Script to Mobile-Friendly test - python

I wanted to write a shell/python script which will check if a website is mobile friendly or not. Using browser this can be easily done by visiting-
https://www.google.com/webmasters/tools/mobile-friendly/?url=<website_addr>
For eg.-
https://www.google.com/webmasters/tools/mobile-friendly/?url=http://facebook.com
I tried fetching the content through curl, wget, lynx commands but it did not worked.
How can I do so?

Sanchit,
I suggest you look at the requests library for retrieving the url.

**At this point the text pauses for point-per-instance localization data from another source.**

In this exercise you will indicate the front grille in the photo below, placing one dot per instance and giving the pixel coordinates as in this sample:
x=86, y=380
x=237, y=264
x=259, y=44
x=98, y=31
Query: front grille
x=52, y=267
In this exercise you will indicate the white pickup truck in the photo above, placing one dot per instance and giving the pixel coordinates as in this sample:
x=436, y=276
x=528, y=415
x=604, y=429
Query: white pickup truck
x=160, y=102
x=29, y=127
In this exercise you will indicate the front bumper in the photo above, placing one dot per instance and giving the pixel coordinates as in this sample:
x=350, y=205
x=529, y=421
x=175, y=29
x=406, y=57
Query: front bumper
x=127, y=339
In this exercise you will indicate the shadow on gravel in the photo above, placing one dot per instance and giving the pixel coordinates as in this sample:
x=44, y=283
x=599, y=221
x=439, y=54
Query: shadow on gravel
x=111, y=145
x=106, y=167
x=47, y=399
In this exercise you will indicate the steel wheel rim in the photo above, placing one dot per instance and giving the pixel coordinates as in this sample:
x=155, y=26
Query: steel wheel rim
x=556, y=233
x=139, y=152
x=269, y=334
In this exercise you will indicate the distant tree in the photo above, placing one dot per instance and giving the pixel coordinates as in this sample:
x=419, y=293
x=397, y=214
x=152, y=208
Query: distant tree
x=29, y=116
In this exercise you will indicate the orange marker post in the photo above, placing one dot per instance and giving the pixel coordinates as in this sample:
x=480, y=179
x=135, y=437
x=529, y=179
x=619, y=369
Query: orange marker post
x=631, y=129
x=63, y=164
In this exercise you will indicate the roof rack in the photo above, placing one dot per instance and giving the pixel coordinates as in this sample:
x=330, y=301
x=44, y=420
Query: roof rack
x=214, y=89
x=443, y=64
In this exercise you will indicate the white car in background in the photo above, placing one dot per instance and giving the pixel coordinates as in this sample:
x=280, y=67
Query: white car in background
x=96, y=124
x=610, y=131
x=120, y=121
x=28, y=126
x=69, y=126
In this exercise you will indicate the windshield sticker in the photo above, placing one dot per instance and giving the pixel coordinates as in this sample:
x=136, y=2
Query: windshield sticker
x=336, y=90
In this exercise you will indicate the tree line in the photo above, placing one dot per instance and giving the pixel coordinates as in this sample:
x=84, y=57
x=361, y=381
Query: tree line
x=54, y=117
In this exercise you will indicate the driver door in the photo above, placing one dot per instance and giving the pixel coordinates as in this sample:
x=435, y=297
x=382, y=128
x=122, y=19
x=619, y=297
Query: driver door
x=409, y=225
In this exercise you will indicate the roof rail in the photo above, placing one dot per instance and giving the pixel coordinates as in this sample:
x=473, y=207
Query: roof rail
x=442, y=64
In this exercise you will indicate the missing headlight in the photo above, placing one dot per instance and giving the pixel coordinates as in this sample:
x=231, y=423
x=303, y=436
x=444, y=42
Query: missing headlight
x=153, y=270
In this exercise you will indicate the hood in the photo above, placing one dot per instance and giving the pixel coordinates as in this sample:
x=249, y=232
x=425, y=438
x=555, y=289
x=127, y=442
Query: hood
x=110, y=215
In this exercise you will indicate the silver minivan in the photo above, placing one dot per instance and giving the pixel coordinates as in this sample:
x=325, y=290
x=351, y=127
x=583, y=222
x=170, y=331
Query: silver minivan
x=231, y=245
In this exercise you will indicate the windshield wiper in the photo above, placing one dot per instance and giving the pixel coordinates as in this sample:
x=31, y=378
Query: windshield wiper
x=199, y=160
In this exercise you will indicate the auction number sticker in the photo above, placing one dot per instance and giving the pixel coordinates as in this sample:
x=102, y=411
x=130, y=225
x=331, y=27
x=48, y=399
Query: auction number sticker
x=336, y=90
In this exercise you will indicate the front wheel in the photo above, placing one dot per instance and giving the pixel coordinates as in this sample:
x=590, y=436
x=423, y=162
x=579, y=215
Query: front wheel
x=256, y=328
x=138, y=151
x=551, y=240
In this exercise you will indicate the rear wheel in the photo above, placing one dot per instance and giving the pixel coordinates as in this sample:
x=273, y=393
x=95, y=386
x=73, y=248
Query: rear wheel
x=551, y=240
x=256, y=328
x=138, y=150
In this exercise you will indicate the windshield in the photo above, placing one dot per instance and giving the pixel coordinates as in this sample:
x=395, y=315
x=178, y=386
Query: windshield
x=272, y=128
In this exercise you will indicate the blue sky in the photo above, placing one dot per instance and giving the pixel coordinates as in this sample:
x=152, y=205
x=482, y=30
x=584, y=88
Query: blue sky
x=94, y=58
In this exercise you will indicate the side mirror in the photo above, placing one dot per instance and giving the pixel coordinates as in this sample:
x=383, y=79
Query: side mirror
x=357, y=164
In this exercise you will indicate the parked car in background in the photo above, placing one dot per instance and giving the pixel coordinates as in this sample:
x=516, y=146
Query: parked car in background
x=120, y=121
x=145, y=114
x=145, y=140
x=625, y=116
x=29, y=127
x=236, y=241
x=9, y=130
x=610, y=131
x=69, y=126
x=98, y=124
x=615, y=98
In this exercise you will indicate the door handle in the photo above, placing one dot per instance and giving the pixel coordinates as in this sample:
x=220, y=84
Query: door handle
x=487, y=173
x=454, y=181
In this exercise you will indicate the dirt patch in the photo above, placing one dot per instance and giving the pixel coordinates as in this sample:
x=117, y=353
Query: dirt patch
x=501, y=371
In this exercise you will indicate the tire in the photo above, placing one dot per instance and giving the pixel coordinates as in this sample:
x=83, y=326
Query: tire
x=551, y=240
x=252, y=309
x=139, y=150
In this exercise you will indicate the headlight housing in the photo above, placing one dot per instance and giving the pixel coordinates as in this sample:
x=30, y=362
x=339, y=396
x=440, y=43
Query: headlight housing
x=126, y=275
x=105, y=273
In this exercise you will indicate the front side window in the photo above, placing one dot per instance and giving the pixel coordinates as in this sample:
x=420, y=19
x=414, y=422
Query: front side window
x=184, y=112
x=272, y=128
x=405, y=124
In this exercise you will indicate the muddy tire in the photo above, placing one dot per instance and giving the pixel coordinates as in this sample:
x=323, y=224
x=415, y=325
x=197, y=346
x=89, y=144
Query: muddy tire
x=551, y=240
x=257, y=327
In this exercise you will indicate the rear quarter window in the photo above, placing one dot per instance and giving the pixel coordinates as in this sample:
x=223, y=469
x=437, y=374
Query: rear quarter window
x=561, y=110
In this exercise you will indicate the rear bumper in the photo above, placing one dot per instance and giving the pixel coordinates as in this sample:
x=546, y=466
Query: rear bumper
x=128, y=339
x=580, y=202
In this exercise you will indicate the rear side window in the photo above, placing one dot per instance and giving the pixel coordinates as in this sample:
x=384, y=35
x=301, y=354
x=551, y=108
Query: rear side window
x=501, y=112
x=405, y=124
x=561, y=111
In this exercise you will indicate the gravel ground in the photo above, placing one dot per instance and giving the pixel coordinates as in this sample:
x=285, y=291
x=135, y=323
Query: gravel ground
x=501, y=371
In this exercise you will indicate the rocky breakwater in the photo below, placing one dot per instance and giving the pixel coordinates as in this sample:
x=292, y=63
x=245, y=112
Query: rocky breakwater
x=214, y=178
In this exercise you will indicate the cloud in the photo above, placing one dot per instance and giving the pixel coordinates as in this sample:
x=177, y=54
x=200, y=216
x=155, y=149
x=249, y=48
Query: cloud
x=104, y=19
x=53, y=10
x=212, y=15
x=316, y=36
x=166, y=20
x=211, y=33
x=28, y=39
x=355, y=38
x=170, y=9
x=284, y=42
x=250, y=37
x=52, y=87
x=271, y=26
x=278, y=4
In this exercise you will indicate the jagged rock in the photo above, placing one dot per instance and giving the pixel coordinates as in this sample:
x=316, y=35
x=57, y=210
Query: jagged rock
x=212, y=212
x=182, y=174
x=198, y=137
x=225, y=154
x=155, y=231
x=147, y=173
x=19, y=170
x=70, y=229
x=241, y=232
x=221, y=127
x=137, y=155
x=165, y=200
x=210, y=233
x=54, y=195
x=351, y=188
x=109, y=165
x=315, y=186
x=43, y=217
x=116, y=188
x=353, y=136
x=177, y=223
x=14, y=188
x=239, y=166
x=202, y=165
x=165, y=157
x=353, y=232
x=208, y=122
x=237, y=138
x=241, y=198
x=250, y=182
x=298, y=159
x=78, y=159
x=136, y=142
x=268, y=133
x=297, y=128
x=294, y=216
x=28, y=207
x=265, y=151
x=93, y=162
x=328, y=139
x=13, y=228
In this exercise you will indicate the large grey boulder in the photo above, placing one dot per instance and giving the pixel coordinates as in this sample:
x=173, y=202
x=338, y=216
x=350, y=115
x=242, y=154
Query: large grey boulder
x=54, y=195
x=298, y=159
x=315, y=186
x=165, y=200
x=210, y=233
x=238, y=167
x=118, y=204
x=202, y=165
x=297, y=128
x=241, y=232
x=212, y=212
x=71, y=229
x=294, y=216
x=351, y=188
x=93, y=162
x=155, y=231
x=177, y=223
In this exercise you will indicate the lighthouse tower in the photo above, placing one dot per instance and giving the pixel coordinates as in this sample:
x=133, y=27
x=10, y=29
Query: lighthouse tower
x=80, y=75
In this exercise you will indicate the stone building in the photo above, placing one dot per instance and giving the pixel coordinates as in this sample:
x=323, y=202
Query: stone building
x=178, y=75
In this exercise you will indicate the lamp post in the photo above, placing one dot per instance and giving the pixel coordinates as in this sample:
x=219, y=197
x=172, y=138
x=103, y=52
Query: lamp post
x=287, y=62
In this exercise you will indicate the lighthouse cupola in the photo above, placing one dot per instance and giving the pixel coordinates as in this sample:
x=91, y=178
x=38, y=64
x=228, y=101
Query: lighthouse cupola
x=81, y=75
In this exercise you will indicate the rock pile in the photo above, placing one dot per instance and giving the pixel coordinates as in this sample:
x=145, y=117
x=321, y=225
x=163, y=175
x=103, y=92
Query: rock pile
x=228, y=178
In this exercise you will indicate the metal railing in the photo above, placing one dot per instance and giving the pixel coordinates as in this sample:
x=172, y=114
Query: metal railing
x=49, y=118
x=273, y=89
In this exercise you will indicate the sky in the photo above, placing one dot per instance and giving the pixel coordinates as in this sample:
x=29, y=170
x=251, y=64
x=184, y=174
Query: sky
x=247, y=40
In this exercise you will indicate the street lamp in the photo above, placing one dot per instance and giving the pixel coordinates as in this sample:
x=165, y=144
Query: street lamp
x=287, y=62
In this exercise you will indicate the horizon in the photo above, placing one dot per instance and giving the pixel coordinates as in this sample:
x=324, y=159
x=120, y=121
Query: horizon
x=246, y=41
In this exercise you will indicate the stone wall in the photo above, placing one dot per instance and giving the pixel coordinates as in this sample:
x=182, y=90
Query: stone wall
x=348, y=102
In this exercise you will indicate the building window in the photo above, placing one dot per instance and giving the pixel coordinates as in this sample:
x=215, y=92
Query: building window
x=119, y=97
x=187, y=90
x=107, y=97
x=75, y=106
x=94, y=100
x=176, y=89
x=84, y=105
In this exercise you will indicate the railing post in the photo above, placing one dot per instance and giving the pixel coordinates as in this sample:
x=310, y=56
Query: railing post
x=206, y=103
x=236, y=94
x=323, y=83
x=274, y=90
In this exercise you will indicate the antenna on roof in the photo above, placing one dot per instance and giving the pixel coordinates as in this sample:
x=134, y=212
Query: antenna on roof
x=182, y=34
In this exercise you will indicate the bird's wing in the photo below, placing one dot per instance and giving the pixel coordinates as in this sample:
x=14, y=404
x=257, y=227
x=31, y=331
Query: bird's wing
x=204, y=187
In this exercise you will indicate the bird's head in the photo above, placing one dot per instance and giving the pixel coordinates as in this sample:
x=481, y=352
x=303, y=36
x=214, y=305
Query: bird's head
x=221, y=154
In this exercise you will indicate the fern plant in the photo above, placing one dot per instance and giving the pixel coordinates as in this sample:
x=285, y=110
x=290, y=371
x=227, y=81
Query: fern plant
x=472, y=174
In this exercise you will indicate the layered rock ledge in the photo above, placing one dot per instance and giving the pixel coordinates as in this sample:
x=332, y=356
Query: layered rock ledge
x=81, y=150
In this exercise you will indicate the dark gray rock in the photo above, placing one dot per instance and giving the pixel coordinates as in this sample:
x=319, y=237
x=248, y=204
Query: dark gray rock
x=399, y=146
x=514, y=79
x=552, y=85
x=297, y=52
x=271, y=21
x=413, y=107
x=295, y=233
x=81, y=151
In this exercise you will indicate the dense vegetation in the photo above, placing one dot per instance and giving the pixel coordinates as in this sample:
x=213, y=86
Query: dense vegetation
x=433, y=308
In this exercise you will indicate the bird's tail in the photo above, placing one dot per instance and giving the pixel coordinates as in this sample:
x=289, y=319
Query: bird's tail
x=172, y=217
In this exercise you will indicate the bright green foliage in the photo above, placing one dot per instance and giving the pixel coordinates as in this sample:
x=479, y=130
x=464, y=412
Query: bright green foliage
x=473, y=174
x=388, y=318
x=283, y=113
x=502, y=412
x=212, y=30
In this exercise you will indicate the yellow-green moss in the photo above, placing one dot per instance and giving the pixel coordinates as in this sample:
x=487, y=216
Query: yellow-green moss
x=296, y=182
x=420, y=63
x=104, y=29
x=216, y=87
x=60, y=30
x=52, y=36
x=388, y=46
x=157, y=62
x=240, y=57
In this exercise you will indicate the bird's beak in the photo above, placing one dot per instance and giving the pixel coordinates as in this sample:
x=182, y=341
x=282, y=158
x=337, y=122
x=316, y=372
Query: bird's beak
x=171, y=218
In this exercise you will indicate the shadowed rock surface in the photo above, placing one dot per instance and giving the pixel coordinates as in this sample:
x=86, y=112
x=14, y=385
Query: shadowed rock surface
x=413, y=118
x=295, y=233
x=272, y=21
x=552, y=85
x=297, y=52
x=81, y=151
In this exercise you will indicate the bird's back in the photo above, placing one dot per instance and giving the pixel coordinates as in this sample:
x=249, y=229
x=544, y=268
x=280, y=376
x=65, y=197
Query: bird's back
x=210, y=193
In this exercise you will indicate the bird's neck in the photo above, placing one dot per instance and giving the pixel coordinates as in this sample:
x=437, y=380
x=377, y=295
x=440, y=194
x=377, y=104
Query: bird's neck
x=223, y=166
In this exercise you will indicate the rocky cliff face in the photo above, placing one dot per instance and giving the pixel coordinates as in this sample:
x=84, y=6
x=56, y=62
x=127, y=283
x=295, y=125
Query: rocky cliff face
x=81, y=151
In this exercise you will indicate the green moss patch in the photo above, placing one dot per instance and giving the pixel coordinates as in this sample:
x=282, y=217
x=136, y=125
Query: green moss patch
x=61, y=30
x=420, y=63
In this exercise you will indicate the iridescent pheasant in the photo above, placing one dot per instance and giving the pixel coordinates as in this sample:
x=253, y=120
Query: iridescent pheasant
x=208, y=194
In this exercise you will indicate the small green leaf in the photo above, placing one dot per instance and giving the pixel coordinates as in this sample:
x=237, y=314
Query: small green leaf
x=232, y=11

Also, as has already been said (I don't have experience with this api) you need to call 'https://www.googleapis.com/pagespeedonline/v3beta1/mobileReady?url=http://facebook.com' instead of the url you posted.
Here's an example:
import requests
r = requests.get('https://www.googleapis.com/pagespeedonline/v3beta1/mobileReady?url=http://facebook.com')
data = r.json()
That would give you a json file with all the data that the website you posted uses.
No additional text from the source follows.